Photo: Liu Chih-yuan, Taipei Times
Not being able to endure the extreme duress, Chiang confessed.
“My exhaustion was at its limit, and what made me despair even more was that I had no idea why they chose me,” he wrote. “I hadn’t even collected my thoughts when I was forced to write a confession. The officer stood next to me and told me what to write.”
The Air Force immediately called a press conference and announced that the case had been solved.
However, the confession was questionable from the start. The China Times (中國時報) criticized the military’s handling of the case, especially the fact that it shut the police out of the investigation.
“When amateurs try to be professionals, they put in twice the effort to get half the results,” the newspaper wrote.
The article slammed everything from the handling of the evidence to crime scene control to the lack of transparency.
However, the military commended the investigators and the trial proceeded. Chiang was sentenced to death on Dec. 26, 1996. But his execution was delayed and in March 1997, the Ministry of Defense ordered a retrial due to a lack of evidence and questionable interrogation methods.
However, the new trial was presided over by the same three judges, who maintained their original verdict. It was later revealed that one of the judges wasn’t legally qualified to try the case.
In July of the same year, several Democratic Progressive Party legislators held a press conference criticizing the trial and verdict, but Chiang’s fate had already sealed.
Meanwhile, Air Force soldier Hsu Jung-chou (許榮洲) was arrested and convicted of raping another child. He also confessed to killing the girl in the Chiang case, but according to a document by writer and anti-death penalty activist Chang Chuan-fen (張娟芬), the military refused to even consider Hsu’s testimony and dismissed it saying that he had a mental disability. Hsu was put on trial and convicted for the murder-rape case in 2011. However, the charges were dismissed and he was released from prison in 2013 due to a lack of evidence.

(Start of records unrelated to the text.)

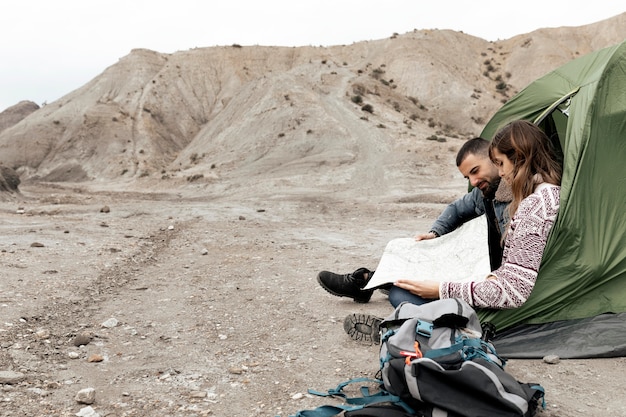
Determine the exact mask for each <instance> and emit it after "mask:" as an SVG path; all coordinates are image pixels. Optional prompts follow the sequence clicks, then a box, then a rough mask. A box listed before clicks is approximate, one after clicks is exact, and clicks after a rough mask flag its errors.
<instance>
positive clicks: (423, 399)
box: [380, 299, 545, 417]
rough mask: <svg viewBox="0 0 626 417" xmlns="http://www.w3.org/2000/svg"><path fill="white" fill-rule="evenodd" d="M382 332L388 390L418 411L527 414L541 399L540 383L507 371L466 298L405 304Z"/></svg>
mask: <svg viewBox="0 0 626 417" xmlns="http://www.w3.org/2000/svg"><path fill="white" fill-rule="evenodd" d="M381 332H382V337H381V347H380V364H381V379H382V381H383V385H384V389H385V390H387V391H388V392H389V393H391V394H393V395H396V396H398V397H400V398H401V399H402V401H404V402H405V403H407V404H409V405H410V406H411V407H412V408H413V409H414V411H415V414H417V415H433V416H434V415H437V416H467V417H476V416H481V417H490V416H494V417H507V416H511V417H528V416H533V415H534V414H535V412H536V410H537V406H538V405H539V403H540V402H541V403H542V404H543V396H544V390H543V388H542V387H541V386H540V385H538V384H528V383H521V382H518V381H517V380H515V378H513V377H512V376H511V375H510V374H508V373H507V372H506V371H504V365H505V361H504V360H503V359H502V358H500V357H499V356H498V355H497V354H496V351H495V349H494V347H493V345H492V344H491V343H489V342H488V341H486V340H483V338H482V335H483V332H482V329H481V324H480V321H479V320H478V317H477V316H476V312H475V311H474V310H473V309H472V307H471V306H470V305H469V304H467V303H466V302H465V301H463V300H457V299H444V300H436V301H432V302H429V303H426V304H423V305H419V306H418V305H414V304H409V303H404V304H401V305H399V306H398V307H397V308H396V310H395V311H394V312H393V314H391V315H390V316H389V317H387V318H386V319H385V320H384V321H383V322H382V324H381ZM543 405H544V406H545V404H543Z"/></svg>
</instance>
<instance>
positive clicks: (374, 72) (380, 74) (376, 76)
mask: <svg viewBox="0 0 626 417" xmlns="http://www.w3.org/2000/svg"><path fill="white" fill-rule="evenodd" d="M384 73H385V70H383V69H381V68H374V70H373V71H372V78H374V79H376V80H378V79H380V77H381V76H382V75H383V74H384Z"/></svg>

Chiang’s execution didn’t initially receive much attention from the public, but the case became well known due to the unrelenting efforts of his father, Chiang Chih-an (江支安), who spent the following decade trying to prove his son’s innocence and avenge his death.
This took a toll on his health, and he died in June 2010. Although he didn’t live to see Chiang’s exoneration, the Control Yuan released a report in May 2010 concluding that Chiang was wrongfully executed.
“It was against the law to hand the entire proceedings to the Air Force’s counterintelligence unit, who subjected Chiang Kuo-ching to illegal interrogation … They tried to conceal the discovery of the suspect surnamed Hsu and ignored any evidence that contradicted their verdict, instead swiftly executing Chiang … [T]his is a blatant violation of basic human rights.”
A retrial was ordered, and on Sept. 14, 2011, Chiang’s name was finally cleared.
His mother and lawyer hoped that the officers who caused the wrongful death would be prosecuted next. The highest-ranking officer was then-Air Force Headquarters commander Chen Chao-min (陳肇敏), who served as Minister of National Defense from 2008 to 2009. The officers received demerits, and five of them were fined a total of NT$59.5 million. But they avoided criminal responsibility, partially due to the statute of limitations for public servants being just 10 years.
The Taipei Prosecutor’s Office announced in 2015 that it would not indict Chen and the five others involved, stating that the six defendants were motivated by an eagerness to “distinguish” themselves to close the case in which Chiang was a suspect, but did not intend to kill Chiang, and that there was no causal relationship between their intent and the young man’s death.